Polygenic Background Modifies Risk of Coronary Artery Disease Among Individuals With Heterozygous Familial Hypercholesterolemia
Laurens F. Reeskamp, Injeong Shim, Jacqueline S. Dron, Shirin Ibrahim, Tycho R. Tromp, Akl C. Fahed, Aniruddh P. Patel, Barbara A. Hutten, Erik S.G. Stroes, G. Kees Hovingh, Amit V. Khera
Abstract
Background: Heterozygous familial hypercholesterolemia (HeFH) is a monogenic disorder characterized by increased circulating low-density lipoprotein cholesterol and accelerated atherosclerosis. Even among this high-risk group, prior studies note considerable variability in risk of coronary artery disease (CAD). Objectives: The purpose of this study was to evaluate the cumulative impact of many common DNA variants-as quantified by a polygenic score-on incident CAD among individuals carrying a HeFH variant. Methods: We analyzed data from a prospective cohort study of 1,315 individuals who carried a HeFH variant and 1,315 matched family noncarriers derived from a nationwide screening program in the Netherlands, with subsequent replication in 151,009 participants of the UK Biobank.
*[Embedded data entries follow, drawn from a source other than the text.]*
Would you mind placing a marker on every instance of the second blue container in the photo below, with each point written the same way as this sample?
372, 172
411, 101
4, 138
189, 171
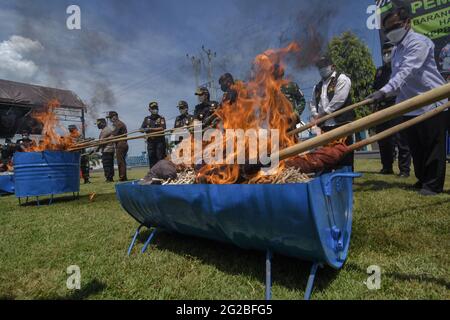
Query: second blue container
46, 173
Results: Despite identification and lipid management within the Dutch screening program, 84 (6.4%) of HeFH variant carriers developed CAD as compared to 45 (3.4%) of matched family members (median follow-up 10.2 years, HR 1.88, 95% CI: 1.31-2.70). Among HeFH variant carriers, a polygenic score was associated with CAD with an effect size similar to low-density lipoprotein cholesterol - HR of 1.35 (95% CI: 1.07-1.70) and 1.41 (95% CI: 1.17-1.70) per standard deviation increase, respectively. When compared to noncarriers, CAD risk increased from 1.24-fold (95% CI: 0.64-2.34) to 3.37-fold (95% CI: 2.11-5.36) across quintiles of the polygenic score. A similar risk gradient, 1.36-fold (95% CI: 0.65-2.85) to 2.88-fold (95% CI: 1.59-5.20), was observed in 429 carriers in the UK Biobank. Conclusions: In 2 cohort studies involving 1,744 individuals with genetically confirmed HeFH - the largest study to date - risk of CAD varied according to polygenic background, in some cases approaching the risk observed in noncarriers.